Peu après son arrivée dans le projet, son ami Patrik Shore, d’origine néo-zélandaise et suédoise, rejoint l’aventure en tant qu’associé. Fort de son expérience en finance, il prend en charge toute la gestion administrative, financière et juridique de l’entreprise.
La compagne d’Antoine, Aurore Gaspard, a également rejoint le projet en supervisant le marketing. L’équipe s’est ensuite agrandie avec Nhu, responsable des opérations et de l’ensemble de l’aspect vietnamien de l’entreprise, puis avec Lise, chargée du développement commercial dans le sud du pays.
Aujourd'hui, Antoine Goupille se consacre au développement commercial de Koraï dans le reste du Vietnam, tout en pilotant les partenariats avec les ONG et les projets de conservation marine.
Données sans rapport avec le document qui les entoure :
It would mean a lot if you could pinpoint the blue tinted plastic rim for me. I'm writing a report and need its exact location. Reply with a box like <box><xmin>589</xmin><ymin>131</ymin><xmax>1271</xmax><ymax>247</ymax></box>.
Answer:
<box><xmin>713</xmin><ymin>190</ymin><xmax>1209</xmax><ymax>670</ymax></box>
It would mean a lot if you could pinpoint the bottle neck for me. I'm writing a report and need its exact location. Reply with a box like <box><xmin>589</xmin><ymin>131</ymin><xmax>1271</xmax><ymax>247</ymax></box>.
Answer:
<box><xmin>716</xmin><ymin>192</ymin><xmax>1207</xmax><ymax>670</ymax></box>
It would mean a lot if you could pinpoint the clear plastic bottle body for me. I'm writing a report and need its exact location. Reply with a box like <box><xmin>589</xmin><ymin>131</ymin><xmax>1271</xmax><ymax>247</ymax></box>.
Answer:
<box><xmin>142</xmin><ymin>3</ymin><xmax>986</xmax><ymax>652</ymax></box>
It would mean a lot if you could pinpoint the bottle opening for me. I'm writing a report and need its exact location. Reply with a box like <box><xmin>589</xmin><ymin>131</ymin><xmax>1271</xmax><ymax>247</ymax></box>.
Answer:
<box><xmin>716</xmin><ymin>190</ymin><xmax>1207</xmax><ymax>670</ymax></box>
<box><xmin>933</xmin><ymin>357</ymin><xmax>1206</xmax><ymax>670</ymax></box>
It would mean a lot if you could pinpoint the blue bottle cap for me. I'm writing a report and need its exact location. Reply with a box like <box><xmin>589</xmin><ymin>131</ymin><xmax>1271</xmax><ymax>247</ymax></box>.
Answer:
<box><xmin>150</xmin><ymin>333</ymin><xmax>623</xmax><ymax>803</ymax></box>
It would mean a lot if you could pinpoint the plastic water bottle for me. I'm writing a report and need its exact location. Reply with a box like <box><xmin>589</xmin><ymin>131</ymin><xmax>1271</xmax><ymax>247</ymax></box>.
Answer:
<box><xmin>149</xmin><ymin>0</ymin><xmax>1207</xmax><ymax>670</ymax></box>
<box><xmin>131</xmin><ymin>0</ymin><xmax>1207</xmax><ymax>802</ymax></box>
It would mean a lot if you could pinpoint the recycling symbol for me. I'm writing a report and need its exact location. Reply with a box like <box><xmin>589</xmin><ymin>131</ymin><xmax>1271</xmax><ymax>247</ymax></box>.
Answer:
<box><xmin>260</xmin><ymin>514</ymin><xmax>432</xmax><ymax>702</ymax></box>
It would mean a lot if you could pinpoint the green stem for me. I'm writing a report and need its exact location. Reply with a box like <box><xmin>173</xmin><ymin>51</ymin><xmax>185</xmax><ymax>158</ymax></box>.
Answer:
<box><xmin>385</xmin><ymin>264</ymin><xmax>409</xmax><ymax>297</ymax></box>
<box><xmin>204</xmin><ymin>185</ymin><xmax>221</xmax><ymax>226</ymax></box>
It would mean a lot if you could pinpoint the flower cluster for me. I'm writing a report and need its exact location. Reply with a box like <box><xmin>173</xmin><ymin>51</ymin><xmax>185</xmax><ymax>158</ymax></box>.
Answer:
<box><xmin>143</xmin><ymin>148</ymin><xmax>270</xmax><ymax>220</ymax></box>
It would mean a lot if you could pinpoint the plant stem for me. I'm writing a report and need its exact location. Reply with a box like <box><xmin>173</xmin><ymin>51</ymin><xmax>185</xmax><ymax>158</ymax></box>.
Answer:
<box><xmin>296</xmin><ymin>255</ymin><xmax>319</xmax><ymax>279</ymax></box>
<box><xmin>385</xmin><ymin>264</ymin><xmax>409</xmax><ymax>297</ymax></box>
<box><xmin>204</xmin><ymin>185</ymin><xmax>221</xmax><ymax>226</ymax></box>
Les autres membres de l'équipe assurent quant à eux les volets financier, marketing, commercial et opérationnel de l'entreprise.
Consolider la présence au Vietnam et ouverture vers l’international
L’entreprise ne cache pas ses ambitions à plus long terme. Antoine Goupille indique que plusieurs importateurs basés à Singapour, Hong Kong, en Thaïlande et au Cambodge ont déjà manifesté leur intérêt pour distribuer les bières de Koraï.
Pour autant, l’entreprise ne veut pas aller trop vite : “On estime qu’on a juste commencé au Vietnam. On y va pas à pas, step by step. On commence déjà par atteindre nos objectifs au Vietnam.”
Avant d'envisager une expansion à l'international, l'entreprise souhaite donc poursuivre son développement sur le marché vietnamien. Si des discussions sont déjà engagées avec plusieurs importateurs étrangers, la priorité reste de consolider la présence de la marque au Vietnam et de poursuivre sa croissance dans les secteurs de l'hôtellerie, de la restauration et de la grande distribution.
Au-delà de cette stratégie de développement, Antoine Goupille affirme que l'ambition première de Koraï reste inchangée : “Moi, ce qui me tient le plus à cœur, c'est de prouver qu'une entreprise peut avoir un vrai impact, au-delà du greenwashing et des petites opérations.”
Une conviction qui guide encore aujourd'hui le développement de la jeune entreprise. Pour son cofondateur, la croissance de Koraï n'a de sens que si elle permet d'accroître des moyens consacrés à la protection des écosystèmes marins.
Comme le résume Antoine Goupille à la fin de l'entretien : “Aujourd'hui, je crois qu'on est au début de quelque chose. On a réussi à prouver qu'on pouvait créer une société, un business, avec un vrai impact, et dont l'impact grandit avec la croissance de l'entreprise.”
Une formule qui résume bien la trajectoire de Koraï : grandir progressivement, sans perdre de vue son identité.